ソニエリ、ドコモ向け携帯電話の商品化計画を見直し

» 2008年03月10日 11時00分 公開
[後藤祥子,ITmedia]

 三洋電機、三菱電機など、家電大手が携帯電話開発事業からの撤退を決める中、ドコモとau向けに端末を開発するソニー・エリクソン・モバイルコミュニケーションズも、ドコモ向け端末の開発について、見直しを図っていることが分かった。

 同社はau端末についてはこれまで通り開発を進めるが、ドコモ向けの端末開発については、「市場環境や開発リソースを鑑みて、見直しを図る」(ソニー・エリクソン・モバイルコミュニケーションズ広報)としている。
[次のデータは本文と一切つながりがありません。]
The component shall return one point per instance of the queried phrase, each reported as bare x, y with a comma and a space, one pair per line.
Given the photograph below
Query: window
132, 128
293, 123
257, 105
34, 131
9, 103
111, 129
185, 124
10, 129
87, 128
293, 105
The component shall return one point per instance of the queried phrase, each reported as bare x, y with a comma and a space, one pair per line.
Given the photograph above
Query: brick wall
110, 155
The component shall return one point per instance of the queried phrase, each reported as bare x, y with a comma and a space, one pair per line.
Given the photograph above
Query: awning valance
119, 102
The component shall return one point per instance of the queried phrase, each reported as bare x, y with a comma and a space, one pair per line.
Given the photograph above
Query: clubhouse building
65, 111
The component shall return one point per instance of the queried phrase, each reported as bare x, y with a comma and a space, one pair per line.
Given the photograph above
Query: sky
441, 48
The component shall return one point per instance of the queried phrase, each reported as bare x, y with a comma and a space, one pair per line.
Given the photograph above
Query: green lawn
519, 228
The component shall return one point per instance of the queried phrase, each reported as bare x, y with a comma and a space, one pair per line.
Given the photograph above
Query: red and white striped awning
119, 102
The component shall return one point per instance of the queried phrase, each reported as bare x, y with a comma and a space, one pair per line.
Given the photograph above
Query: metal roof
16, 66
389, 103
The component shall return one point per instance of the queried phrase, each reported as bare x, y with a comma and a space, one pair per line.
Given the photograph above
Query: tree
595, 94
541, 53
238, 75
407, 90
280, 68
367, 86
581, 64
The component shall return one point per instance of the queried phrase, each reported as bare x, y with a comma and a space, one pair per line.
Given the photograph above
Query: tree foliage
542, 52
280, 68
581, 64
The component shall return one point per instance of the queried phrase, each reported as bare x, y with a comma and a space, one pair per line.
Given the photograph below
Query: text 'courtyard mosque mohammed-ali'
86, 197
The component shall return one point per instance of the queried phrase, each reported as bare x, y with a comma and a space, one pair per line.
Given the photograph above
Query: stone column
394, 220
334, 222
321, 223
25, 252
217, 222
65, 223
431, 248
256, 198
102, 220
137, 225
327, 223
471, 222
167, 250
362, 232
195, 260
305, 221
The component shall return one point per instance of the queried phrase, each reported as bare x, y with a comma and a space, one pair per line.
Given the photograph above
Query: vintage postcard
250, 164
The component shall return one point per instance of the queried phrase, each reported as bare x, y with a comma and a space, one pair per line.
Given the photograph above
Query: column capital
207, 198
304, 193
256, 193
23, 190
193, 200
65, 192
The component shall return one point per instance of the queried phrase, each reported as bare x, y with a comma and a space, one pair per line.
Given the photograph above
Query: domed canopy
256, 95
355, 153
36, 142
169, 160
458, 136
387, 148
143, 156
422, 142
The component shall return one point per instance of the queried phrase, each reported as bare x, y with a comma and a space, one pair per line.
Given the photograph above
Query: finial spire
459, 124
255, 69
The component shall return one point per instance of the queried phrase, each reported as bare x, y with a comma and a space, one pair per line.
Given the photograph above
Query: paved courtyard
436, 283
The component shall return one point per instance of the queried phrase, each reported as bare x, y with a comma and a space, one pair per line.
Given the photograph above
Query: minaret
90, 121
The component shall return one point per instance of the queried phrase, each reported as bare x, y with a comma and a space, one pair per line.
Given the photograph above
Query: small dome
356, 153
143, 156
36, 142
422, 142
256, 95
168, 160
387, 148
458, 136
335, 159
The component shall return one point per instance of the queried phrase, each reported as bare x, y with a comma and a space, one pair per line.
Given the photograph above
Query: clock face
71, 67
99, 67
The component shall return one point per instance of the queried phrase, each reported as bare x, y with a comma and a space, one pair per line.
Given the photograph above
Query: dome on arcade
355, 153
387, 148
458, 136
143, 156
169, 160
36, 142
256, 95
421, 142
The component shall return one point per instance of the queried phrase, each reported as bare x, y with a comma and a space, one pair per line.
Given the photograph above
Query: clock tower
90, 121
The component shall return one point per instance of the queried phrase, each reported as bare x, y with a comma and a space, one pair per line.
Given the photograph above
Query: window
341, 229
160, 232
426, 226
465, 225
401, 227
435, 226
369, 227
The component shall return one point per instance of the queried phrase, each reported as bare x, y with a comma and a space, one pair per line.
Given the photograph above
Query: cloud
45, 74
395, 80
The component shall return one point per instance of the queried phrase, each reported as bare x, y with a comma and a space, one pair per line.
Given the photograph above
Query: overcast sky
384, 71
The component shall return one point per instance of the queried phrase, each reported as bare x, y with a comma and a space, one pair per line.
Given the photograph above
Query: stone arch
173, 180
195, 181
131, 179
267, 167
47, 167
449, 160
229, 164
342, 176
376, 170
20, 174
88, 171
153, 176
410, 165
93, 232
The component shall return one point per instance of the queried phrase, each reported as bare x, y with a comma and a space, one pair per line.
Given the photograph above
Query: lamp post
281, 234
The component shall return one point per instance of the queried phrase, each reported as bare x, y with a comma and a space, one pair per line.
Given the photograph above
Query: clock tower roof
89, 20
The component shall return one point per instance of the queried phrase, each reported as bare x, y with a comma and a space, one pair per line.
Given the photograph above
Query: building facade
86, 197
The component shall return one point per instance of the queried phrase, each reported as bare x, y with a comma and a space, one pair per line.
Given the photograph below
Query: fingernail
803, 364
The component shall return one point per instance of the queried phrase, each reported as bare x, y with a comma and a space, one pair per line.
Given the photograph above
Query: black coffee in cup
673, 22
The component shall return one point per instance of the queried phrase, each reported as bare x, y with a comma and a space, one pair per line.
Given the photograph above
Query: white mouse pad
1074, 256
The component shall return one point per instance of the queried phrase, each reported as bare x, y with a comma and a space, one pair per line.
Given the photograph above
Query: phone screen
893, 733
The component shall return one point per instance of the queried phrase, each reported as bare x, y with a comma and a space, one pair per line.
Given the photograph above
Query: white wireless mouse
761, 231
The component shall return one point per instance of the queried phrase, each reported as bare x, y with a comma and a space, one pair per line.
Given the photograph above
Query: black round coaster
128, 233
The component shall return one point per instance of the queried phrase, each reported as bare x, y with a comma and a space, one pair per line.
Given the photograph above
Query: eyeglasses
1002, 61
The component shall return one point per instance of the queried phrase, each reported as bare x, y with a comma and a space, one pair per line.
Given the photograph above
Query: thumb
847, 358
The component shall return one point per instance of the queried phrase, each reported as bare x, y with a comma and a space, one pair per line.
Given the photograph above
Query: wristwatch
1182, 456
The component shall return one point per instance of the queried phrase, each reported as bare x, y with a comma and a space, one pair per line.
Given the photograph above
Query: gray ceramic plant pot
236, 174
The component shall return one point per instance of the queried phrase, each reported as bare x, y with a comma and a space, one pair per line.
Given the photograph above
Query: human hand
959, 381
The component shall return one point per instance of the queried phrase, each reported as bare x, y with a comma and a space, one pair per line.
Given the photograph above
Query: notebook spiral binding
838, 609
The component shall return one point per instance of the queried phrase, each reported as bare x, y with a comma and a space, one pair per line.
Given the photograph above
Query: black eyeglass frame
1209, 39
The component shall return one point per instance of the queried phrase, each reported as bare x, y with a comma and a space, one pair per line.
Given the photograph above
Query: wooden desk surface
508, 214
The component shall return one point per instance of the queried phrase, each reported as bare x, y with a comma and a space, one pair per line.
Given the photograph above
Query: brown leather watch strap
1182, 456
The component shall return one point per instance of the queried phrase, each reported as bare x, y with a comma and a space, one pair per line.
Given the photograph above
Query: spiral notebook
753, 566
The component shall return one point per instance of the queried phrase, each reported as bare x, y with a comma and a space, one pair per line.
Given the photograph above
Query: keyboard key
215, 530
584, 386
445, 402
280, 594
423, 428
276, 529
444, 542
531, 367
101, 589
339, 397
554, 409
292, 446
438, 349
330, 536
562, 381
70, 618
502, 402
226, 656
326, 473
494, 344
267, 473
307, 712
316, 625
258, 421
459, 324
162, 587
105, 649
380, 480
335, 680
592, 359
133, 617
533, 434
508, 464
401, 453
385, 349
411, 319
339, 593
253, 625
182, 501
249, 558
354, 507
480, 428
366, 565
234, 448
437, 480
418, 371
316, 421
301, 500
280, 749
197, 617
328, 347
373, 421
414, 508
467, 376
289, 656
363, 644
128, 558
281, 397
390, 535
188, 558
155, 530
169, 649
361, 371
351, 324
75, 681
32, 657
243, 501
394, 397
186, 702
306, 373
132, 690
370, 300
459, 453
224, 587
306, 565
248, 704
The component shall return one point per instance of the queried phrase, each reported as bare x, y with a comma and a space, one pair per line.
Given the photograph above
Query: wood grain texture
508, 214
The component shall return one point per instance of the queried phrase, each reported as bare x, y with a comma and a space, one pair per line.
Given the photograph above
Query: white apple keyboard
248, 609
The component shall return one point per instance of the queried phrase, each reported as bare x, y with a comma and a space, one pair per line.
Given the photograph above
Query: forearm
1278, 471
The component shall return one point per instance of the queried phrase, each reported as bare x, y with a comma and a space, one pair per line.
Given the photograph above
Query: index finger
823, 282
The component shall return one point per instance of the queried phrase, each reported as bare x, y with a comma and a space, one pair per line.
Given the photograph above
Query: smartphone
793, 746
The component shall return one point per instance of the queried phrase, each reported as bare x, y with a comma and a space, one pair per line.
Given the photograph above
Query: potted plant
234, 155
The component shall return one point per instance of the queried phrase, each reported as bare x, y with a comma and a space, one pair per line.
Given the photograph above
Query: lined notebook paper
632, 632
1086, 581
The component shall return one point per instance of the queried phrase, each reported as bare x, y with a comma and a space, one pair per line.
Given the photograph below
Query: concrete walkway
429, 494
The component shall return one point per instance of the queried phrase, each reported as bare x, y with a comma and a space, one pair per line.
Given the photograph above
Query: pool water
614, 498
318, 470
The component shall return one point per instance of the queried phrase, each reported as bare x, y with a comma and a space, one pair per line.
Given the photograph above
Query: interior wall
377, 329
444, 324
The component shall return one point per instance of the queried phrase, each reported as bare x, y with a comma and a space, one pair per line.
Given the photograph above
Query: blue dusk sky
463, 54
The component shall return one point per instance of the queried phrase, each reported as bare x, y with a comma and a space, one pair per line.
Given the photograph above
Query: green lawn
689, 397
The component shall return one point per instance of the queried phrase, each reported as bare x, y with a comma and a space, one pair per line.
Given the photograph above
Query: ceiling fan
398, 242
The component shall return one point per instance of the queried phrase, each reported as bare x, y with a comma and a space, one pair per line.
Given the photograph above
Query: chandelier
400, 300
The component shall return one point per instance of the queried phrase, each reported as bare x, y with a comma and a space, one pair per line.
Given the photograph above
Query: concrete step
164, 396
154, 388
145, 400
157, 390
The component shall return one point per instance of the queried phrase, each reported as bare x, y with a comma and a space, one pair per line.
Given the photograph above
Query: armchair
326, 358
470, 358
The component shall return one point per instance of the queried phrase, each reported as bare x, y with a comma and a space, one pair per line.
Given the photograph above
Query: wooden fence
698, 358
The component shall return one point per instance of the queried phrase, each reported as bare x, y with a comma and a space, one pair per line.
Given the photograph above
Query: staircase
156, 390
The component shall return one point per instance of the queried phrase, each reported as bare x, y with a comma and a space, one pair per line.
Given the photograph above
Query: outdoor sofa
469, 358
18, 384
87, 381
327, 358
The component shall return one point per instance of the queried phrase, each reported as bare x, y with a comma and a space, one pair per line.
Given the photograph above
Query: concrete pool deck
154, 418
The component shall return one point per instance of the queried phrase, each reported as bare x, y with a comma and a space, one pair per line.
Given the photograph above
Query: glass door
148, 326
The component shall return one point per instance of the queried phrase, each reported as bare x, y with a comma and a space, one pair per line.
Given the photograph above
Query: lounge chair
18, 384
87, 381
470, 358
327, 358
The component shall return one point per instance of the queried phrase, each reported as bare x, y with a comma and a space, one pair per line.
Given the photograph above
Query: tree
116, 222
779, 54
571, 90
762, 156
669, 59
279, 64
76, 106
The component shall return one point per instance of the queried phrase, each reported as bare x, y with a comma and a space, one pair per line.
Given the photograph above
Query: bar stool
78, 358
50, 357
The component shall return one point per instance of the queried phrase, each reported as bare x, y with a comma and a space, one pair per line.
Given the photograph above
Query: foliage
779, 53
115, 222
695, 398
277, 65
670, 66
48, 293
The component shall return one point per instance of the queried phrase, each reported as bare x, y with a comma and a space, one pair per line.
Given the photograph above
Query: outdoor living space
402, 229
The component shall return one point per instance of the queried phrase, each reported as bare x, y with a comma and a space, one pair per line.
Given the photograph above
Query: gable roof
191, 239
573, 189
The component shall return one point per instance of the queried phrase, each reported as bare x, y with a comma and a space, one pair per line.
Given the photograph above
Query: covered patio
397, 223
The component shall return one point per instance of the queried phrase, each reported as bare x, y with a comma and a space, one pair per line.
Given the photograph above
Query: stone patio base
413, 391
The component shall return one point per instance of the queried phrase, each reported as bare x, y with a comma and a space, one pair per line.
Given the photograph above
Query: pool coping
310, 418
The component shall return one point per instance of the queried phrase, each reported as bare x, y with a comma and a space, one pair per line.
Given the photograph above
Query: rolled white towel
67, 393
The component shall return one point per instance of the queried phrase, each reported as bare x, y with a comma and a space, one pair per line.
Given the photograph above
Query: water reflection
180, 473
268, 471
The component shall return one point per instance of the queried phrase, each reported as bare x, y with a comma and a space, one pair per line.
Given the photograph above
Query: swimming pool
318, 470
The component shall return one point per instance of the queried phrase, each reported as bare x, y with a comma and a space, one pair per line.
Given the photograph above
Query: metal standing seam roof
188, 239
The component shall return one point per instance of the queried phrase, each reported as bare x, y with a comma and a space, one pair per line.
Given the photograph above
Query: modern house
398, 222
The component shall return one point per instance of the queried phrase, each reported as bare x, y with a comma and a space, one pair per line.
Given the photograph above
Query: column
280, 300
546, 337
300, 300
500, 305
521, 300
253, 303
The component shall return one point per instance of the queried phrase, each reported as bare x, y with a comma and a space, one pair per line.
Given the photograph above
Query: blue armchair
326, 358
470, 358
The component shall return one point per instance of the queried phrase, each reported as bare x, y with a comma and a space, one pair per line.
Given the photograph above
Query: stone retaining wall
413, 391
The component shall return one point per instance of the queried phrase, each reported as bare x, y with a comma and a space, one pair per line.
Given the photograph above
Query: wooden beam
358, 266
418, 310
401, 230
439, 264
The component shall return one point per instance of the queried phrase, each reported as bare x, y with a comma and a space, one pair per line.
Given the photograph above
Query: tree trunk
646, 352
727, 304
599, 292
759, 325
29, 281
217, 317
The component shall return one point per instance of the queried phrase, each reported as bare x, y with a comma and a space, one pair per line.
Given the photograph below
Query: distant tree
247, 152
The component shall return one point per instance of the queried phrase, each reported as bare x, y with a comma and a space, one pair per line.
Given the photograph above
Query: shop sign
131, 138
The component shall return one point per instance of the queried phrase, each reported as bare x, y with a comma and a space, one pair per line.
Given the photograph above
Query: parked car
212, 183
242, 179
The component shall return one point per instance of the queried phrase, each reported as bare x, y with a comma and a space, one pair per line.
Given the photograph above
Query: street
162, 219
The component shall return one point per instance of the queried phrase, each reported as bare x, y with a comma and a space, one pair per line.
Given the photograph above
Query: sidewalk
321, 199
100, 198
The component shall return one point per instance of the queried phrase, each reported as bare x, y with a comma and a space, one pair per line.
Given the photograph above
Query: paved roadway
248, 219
ただ、一部で報道された“他社のOEMを受けて投入を継続する”“今夏を最後にドコモ向け端末の投入を終了”という内容については「決定事項ではない」(同)という。

 同社は同日、ドコモ向け端末開発の撤退報道を受けて正式なコメントを発表し、「ソニー・エリクソンは、NTTドコモ向けの商品化計画について、一部見直しを図っていることは事実だが、今後も開発を含めてビジネスは継続する」と表明。ただし、具体的な製品計画と開発体制については、「相手先(ドコモ)ビジネスに関わる情報であり、ソニー・エリクソンからの公表は差し控える」としている。

 ソニー・エリクソンは、ソニーとEricssonの携帯電話合弁会社であるSony Ericsson Mobile Communicationsの日本法人で、現在はドコモとau向けに携帯電話を開発している。海外では音楽プレーヤーの「Walkman」、デジタルカメラの「Cyber-shot」など、ソニーのブランドを冠した端末の投入でシェアを伸ばして世界シェア4位につけており、2月のMobile World Congress 2008では、同社初のWindows Mobile端末「XPERIA X1」を発表して大きな注目を集めた。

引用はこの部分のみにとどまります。